(File pix) Students visiting the Brave-Hearts programme at Pusanika, UKM, can try on and walk around in various costumes from different eras in England. Pix by NSTP/Saddam Yusoff

AS first-year students of Universiti Kebangsaan Malaysia (UKM) arrived at the Brave-Hearts site in UKM’s Pusanika, they were greeted with sights, sounds and smells that sent their senses reeling.

An air of excitement surrounded the booths offering information and activities by 14 faculties involved in the programme under Citra UKM centre.

Brave-Hearts, which stands for “Bringing Real Activities Via English Hands-on Experience and Rewarding Tasks”, is an out-ofclass English enhancement programme for UKM students.

Now in its fourth year, the programme is aimed at creating interest among students with lower English proficiency levels to learn the language, and boost their confidence to converse in the language.

At one of the booths, Aishah Mutmainnah Khairul Annuar, 21, is seen encouraging visitors to try out costumes from different English eras. The Liberal Studies student herself was clad in a dark velvet Victorian-era gown, complete with a beaded headpiece that she had sewn all night.

Aishah said introducing clothes worn by people in England, such as tunics, gowns, ruffled collars, lace veils and corsets, could help to spark interest among undergraduates to learn words related to clothes.

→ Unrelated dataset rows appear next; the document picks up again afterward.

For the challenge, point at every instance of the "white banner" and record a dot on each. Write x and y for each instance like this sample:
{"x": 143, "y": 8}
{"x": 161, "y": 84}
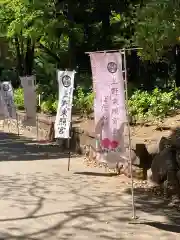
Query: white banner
{"x": 28, "y": 84}
{"x": 8, "y": 108}
{"x": 63, "y": 118}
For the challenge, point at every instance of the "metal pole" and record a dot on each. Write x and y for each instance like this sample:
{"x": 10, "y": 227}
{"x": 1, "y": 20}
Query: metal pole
{"x": 17, "y": 124}
{"x": 129, "y": 137}
{"x": 69, "y": 145}
{"x": 117, "y": 50}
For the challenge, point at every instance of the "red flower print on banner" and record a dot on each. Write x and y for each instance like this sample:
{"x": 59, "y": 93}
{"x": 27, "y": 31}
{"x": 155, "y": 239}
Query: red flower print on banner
{"x": 114, "y": 144}
{"x": 105, "y": 143}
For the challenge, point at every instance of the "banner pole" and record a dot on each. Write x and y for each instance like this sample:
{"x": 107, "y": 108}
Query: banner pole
{"x": 129, "y": 138}
{"x": 17, "y": 124}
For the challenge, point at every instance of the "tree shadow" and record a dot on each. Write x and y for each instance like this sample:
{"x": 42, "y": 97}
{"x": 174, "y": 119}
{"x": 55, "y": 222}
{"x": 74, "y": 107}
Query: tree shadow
{"x": 96, "y": 174}
{"x": 147, "y": 202}
{"x": 59, "y": 206}
{"x": 19, "y": 148}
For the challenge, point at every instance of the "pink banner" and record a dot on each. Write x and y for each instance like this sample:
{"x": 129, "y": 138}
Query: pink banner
{"x": 109, "y": 103}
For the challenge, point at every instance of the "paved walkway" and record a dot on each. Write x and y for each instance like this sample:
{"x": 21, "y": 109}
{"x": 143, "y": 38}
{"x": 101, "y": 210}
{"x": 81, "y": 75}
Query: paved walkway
{"x": 40, "y": 199}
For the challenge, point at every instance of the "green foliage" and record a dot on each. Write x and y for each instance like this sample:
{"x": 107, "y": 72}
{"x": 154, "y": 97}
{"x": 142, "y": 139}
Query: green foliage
{"x": 158, "y": 28}
{"x": 157, "y": 104}
{"x": 83, "y": 102}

“Personally, I am excited to be wearing this Victorian-era dress. Through the pieces of clothing we have, students like me can learn new words associated with clothing,” said Aishah.

Similarly, other booths offered activities that focused on awareness of language functions and vocabulary building, such as Readers’ Theatre, a Snake-and-Ladder game and a mock Moot Court, where all of the activities were conducted in English.

At the mock “court” booth, students take up roles as judge, defendant, public prosecutor, accused, bailiff and so on, to act out a scene in the courtroom using a script prepared. The booth was a hit as group after group of students signed up to give it a try.

To make this year’s programme even better, Citra UKM’s deputy director (Communication), Professor Madya Dr Zarina Othman said all 14 faculties under the centre were roped in to participate and set up booths.

“Brave-Hearts 2018 features the involvement of faculties to showcase their disciplines through communicative activities in English,” she said.

“This will be an opportunity for students from different disciplines to realise the role of English and communication in their respective fields.

“This initiative creates the ambience needed to boost students’ mastery of English and their motivation and confidence to use English.”

Zarina said every learner was unique and successful language learning depended on how students felt about a language.

“Less positive feelings, like lack of motivation, low self-confidence and anxiety, are contributing factors that could hamper success in language learning,” she said.

“The affective factor is one aspect that needs to be addressed and enhanced outside formal learning environment where language practitioners are more able to work on providing students with a conducive environment in line with the concept of immersion.”

UKM deputy vice-chancellor (Academic and International affairs) Professor Datuk Dr Mohd Marzuki Mustafa, who graced the event, said: “The best way to learn English is to go to an English-speaking country. But, because that is impossible for our students, we decided to bring everything that is English to them instead.”

“Even though this is just a one-day event, it is hoped that the interest generated can be sustained for a long time. The momentum can be kept through the classes held by lecturers, too.”

Since its inception in 2013, UKM’s Citra Education has sought to produce knowledgeable and flexible graduates, who are experts in their disciplines and, at the same time, having excellent soft skills.

New students who enrol are required to take up either 30 or 40 credit units of Citra education courses depending on whether they are in professional, or non-professional/ standard programmes.

The Citra Education course is made up of compulsory courses and Citra courses. The compulsory courses encompass those such as Basic Entrepreneurship and Innovation, Islamic and Asian Civilisations, Ethnic Relations and Soft Skills.

Citra University Centre deputy director (Competency), Associate Professor Dr Adi Irfan Che Ani said first-year students were required to choose courses from six domains offered. They are Ethnics, Citizenship and Civilisation, Language, Communication and Literacy, Quantitative and Qualitative, Leadership, Entrepreneurship and Innovation, Science, Technology and Sustainability, and Family, Health and Lifestyle.

“This is to create balanced and well-rounded students to fulfil the nation’s needs in producing human capital that can face the challenges of economic development based on knowledge and innovation,” said Adi.